Mary and Percy began secretly meeting each other at Mary Wollstonecraft’s grave in St Pancras Churchyard and then on 28th June, 1814, the couple eloped to France, taking Mary’s step-sister Claire Clairmont with them but leaving Shelley’s pregnant wife behind.
They went on to Paris and then, through war-ravaged France, to Switzerland. At Lucerne, however, a lack of money forced them to turn back and they returned to London where Mary’s father refused to have anything to do with her.
Now pregnant, Mary and Shelley moved into lodgings with Claire in Somers Town and later in Nelson Square where they were known for entertaining his friends. Shelley’s wife, meanwhile, gave birth to his son – something that must have been hard for Mary – and it is believed that he was also a lover of Mary’s step-sister Claire.
Mary gave birth to her first child, a daughter, on 22nd February, 1815, but she died just 12 days later. That same year, the death of Shelley’s grandfather brought himself considerable wealth and with their financial situation now relieved, in August, 1815, they moved to Bishopgate, in Windsor Great Park. In January, 1816, Mary gave birth to her second child, a son, William.
In May, 1816, the couple travelled with their son William and Mary’s step-sister Claire to Geneva in Switzerland where they hoped to improve Percy’s health. It was during the time they spent there that a ghost-writing contest in June, 1818, led her to write what would be the basis of the novel Frankenstein – credited with introducing genre of science fiction into English literature.
Returning to England, the Shelley’s took up residence in Bath (Clairmont was pregnant by Lord Byron and they wanted to keep this from the Godwins). Harriet Shelley, Percy’s estranged wife, drowned herself in the Thames on 9th November and it was following that, that on 30th December, Mary and Percy married at St Mildred’s Church in London with Mary’s father and step-mother as witnesses.

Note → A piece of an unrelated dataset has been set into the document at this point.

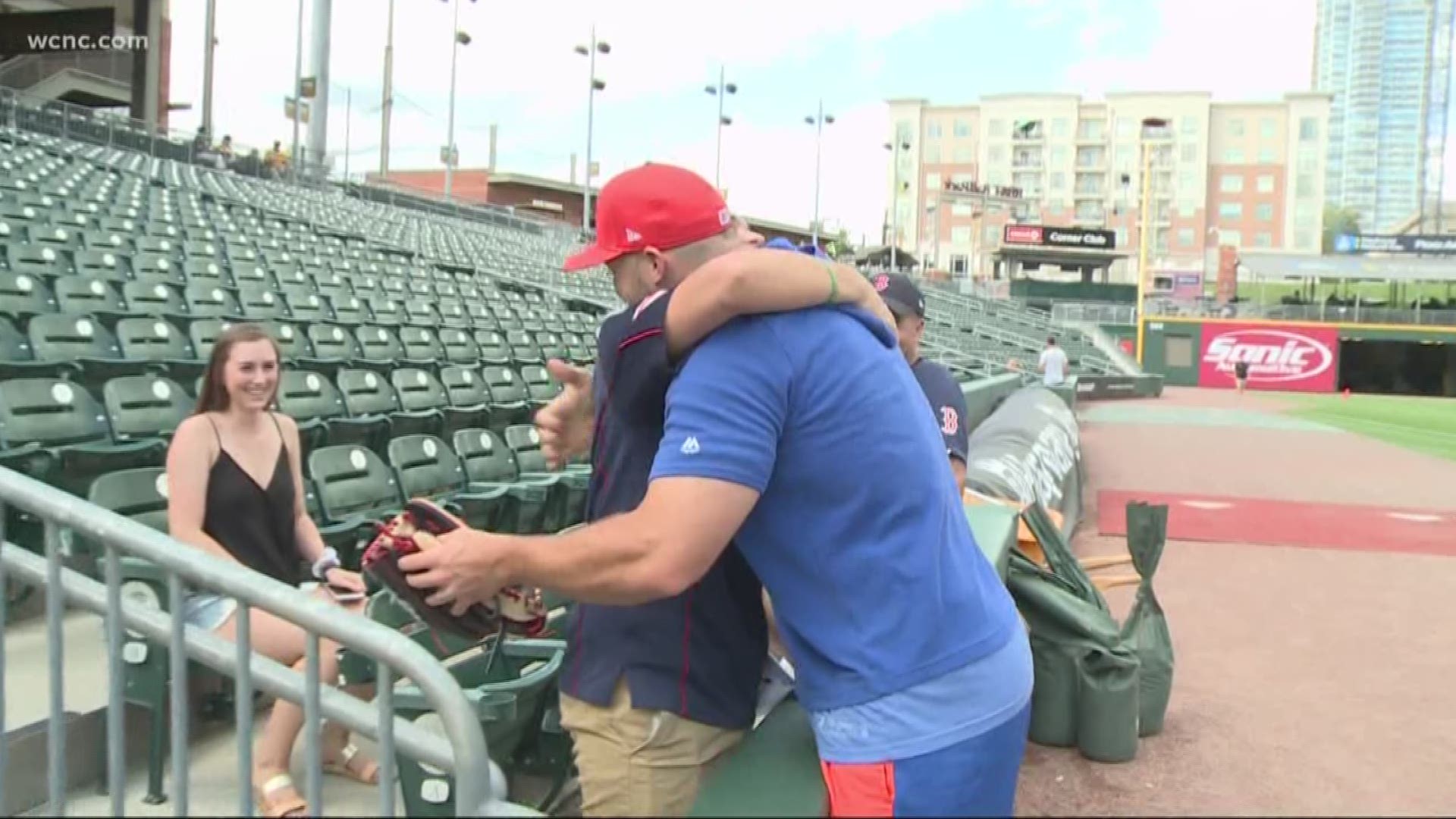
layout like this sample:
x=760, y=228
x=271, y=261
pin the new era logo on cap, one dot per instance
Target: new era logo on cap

In March, 1817, the Shelley’s took up residence in Marlow where Mary gave birth to second daughter, Clara Everina Shelley, on 2nd September. Then in March, 1818, the family – along with Claire Clairmont and her daughter – travelled to Italy where it was hoped the warmer climate would help Shelley, who had been diagnosed with pulmonary disease.
There they lived at various addresses and were in Venice when Clara died of dysentery on 24th September, 1818. They traveled to Rome in April the following year and there, on 7th June, William died of malaria, leaving the couple devastated.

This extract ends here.